Back to projects

Build Along

A voice-guided assembly assistant prototype that turns manual-style instructions into short, structured steps with ElevenLabs text-to-speech.

Active prototype — voice-guided assembly assistantElevenLabsText-to-speechPythonNext.jsTypeScriptReact

Overview

I built Build Along to explore how voice can make physical assembly tasks easier to follow hands-free.

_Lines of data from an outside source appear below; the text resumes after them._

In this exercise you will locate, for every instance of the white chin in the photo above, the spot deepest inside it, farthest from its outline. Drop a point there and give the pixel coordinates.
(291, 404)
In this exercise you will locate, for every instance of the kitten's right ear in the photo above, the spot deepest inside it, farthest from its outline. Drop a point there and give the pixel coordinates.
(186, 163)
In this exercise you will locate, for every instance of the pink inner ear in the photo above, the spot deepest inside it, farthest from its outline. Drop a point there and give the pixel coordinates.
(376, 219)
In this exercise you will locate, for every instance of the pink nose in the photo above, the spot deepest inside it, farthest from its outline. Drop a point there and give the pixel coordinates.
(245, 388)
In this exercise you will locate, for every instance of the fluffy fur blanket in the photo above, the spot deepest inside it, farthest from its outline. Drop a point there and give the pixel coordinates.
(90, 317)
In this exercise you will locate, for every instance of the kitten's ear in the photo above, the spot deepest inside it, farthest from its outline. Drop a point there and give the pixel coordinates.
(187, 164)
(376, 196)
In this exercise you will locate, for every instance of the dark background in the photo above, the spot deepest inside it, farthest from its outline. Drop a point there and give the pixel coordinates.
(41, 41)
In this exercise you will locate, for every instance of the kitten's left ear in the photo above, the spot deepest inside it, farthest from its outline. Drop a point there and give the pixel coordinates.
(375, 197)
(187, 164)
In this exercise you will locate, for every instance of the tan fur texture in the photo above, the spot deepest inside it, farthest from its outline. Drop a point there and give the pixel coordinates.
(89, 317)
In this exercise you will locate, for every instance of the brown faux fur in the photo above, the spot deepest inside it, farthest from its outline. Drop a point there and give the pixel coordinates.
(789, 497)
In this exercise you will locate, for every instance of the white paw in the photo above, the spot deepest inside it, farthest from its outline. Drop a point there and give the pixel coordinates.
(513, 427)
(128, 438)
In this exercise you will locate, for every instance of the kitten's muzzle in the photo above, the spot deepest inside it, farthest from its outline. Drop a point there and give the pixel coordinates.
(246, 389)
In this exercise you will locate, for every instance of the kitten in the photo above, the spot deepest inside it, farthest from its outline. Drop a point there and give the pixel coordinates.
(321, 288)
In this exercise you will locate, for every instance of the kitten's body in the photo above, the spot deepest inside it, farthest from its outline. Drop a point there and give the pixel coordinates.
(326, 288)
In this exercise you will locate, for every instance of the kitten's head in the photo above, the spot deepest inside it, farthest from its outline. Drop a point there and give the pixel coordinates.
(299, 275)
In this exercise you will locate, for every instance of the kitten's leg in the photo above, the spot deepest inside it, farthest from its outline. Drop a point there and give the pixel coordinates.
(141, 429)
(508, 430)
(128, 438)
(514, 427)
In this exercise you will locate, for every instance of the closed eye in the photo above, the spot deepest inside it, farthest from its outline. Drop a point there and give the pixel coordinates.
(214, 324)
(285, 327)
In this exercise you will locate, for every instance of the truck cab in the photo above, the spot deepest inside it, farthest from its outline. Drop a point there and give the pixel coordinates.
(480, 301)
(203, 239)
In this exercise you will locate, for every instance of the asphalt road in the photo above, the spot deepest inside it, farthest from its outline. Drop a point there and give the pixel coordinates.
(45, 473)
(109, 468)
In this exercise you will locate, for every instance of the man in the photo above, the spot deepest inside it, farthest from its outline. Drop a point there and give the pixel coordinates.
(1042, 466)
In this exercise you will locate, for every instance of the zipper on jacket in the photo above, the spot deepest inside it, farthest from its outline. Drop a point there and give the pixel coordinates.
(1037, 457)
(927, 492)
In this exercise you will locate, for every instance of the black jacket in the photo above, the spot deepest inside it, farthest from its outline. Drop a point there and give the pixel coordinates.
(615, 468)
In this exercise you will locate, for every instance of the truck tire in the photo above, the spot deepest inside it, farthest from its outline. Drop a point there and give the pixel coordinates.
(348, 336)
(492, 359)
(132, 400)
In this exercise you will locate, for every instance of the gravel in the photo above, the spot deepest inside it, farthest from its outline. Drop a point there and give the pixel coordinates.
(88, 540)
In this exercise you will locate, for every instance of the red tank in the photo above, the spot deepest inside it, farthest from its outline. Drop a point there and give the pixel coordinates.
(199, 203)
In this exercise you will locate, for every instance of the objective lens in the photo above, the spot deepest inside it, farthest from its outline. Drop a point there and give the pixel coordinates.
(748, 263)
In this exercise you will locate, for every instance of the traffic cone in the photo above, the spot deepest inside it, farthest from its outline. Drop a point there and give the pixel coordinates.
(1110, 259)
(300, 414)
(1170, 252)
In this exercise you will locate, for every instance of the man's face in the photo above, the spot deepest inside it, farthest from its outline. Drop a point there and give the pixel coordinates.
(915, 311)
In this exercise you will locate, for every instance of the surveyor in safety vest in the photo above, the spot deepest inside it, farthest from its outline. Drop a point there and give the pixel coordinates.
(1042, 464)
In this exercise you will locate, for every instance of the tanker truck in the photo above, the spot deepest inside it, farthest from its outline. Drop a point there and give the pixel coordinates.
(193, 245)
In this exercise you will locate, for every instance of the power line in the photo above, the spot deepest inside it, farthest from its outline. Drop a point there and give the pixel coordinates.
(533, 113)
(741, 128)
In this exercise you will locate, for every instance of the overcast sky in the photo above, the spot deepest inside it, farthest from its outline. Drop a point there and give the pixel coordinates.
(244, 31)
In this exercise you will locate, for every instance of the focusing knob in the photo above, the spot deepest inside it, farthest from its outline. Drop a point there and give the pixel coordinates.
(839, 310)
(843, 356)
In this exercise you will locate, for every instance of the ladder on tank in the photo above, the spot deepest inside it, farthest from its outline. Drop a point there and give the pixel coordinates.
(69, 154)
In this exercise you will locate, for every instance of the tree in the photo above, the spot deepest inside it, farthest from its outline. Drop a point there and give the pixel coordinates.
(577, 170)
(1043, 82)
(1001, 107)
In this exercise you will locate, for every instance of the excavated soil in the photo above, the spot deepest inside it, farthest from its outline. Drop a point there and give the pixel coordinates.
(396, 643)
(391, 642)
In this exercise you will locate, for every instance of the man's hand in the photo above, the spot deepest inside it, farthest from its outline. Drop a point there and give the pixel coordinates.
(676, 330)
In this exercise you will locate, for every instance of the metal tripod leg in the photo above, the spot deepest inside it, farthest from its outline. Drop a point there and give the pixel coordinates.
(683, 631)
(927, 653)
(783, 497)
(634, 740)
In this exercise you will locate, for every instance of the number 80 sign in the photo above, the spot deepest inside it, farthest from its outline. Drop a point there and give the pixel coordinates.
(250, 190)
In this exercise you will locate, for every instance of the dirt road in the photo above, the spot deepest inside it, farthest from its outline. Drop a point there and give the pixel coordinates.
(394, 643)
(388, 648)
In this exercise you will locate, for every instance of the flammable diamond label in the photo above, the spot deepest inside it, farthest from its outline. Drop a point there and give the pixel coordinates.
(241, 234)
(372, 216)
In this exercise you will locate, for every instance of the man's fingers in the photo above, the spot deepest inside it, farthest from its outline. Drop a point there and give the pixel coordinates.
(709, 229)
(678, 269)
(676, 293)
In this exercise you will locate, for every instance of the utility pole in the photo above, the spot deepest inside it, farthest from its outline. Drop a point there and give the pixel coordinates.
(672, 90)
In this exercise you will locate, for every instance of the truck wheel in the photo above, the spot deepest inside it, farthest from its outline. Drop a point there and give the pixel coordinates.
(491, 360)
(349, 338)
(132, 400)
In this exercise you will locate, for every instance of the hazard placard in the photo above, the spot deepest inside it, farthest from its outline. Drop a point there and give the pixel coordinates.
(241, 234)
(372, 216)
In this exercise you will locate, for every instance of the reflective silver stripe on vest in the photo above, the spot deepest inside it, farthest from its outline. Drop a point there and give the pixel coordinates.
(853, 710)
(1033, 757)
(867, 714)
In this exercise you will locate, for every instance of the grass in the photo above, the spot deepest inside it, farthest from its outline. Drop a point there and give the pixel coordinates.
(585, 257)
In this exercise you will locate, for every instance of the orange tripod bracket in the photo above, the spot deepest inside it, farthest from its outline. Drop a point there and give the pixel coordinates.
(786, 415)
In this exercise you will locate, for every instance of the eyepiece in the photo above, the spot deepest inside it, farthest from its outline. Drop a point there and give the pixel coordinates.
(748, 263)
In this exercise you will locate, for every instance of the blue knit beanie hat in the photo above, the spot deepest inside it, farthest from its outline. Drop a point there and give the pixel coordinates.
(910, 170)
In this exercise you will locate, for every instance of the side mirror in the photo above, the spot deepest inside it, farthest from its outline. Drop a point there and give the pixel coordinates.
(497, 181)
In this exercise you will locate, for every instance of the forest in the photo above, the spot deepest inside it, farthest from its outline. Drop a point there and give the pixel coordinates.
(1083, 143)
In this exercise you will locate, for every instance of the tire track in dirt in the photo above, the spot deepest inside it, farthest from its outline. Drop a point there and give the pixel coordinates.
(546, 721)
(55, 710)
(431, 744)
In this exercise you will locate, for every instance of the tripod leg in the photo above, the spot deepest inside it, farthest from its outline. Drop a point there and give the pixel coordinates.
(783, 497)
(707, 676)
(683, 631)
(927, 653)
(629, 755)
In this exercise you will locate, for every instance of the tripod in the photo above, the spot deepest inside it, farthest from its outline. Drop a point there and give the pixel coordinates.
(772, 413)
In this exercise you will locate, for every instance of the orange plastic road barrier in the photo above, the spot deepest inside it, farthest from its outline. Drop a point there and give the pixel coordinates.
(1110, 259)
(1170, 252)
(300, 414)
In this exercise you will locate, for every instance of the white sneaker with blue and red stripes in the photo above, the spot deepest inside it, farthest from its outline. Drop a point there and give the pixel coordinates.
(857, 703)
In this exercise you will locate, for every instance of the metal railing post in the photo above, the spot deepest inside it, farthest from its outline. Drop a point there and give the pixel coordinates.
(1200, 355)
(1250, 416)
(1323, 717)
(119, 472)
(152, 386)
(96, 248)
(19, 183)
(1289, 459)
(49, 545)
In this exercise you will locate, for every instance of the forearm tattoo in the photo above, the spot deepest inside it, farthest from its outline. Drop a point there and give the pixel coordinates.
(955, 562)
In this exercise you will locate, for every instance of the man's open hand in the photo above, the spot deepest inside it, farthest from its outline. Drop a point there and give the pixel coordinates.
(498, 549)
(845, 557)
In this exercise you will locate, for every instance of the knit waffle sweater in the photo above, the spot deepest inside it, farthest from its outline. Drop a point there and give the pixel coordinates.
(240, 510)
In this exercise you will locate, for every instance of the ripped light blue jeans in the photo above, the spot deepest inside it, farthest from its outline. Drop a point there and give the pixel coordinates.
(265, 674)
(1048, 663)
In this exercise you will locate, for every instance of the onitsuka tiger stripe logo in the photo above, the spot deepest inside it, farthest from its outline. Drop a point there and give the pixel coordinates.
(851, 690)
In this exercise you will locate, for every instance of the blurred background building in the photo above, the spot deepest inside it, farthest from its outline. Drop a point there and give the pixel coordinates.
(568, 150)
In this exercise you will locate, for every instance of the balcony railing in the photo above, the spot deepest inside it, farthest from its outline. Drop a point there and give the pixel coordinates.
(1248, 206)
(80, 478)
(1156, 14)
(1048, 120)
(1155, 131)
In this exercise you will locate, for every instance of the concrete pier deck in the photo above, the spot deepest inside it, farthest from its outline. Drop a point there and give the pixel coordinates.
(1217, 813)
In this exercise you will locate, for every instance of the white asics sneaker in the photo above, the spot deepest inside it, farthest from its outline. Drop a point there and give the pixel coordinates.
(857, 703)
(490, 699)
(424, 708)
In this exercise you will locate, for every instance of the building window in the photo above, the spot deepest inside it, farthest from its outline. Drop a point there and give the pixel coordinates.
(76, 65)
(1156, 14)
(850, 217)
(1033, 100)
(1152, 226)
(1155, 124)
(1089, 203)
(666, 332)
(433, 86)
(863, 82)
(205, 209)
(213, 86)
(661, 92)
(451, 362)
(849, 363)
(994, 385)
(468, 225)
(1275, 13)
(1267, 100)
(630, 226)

The prototype turns manual-style instructions into structured step cards that can be read aloud using ElevenLabs, with controls for moving through steps and replaying the current instruction.

Built

  • A step-card interface for moving through structured assembly instructions one step at a time.
  • Read-aloud and repeat-step controls for hands-free guidance.
  • A FastAPI backend endpoint that calls ElevenLabs text-to-speech and returns playable audio.
  • Static demo audio support for public portfolio deployments where live API usage is not required.
  • A deliberately small V1 that proves the core loop from instruction step to playable spoken guidance.

Engineering decisions

  • I kept V1 focused on one complete product loop: structured instruction step, UI card, backend speech endpoint, ElevenLabs audio generation, and playable output.
  • I treated the project as an assembly guidance prototype rather than a generic text-to-speech wrapper.
  • I separated the frontend and backend so the UI, orchestration, and speech generation boundary stays explicit.
  • I added static demo audio support so the project can be shown publicly without relying on live paid API calls.
  • I avoided PDF parsing, camera input, voice commands, authentication, and persistence in V1 so the core interaction could be tested quickly.

Demonstrates

  • Product thinking around AI-assisted physical workflows.
  • Voice UI and text-to-speech integration.
  • FastAPI backend design.
  • Next.js frontend development.
  • API boundary design between frontend and backend.
  • Scoped MVP delivery.
  • Pragmatic handling of public demo constraints.

Trade-offs

  • Using ElevenLabs gives the prototype high-quality speech output quickly, but it introduces API cost and deployment considerations.
  • Using sample structured instructions keeps the prototype focused, but it avoids the harder problem of parsing arbitrary manuals.
  • Static demo audio makes the portfolio demo safer and cheaper to host, but it is less impressive than fully dynamic speech generation.
  • Keeping V1 small limits functionality, but it makes the project easier to finish, explain, and improve.

Next

  • Add voice commands for next, previous, repeat, and pause.
  • Introduce manual ingestion and structured step extraction.
  • Add richer step metadata such as tools, parts, warnings, and estimated duration.
  • Explore camera-based progress checks for visual confirmation during assembly.
  • Add a shareable QR-code flow where a product can link directly to its guided build experience.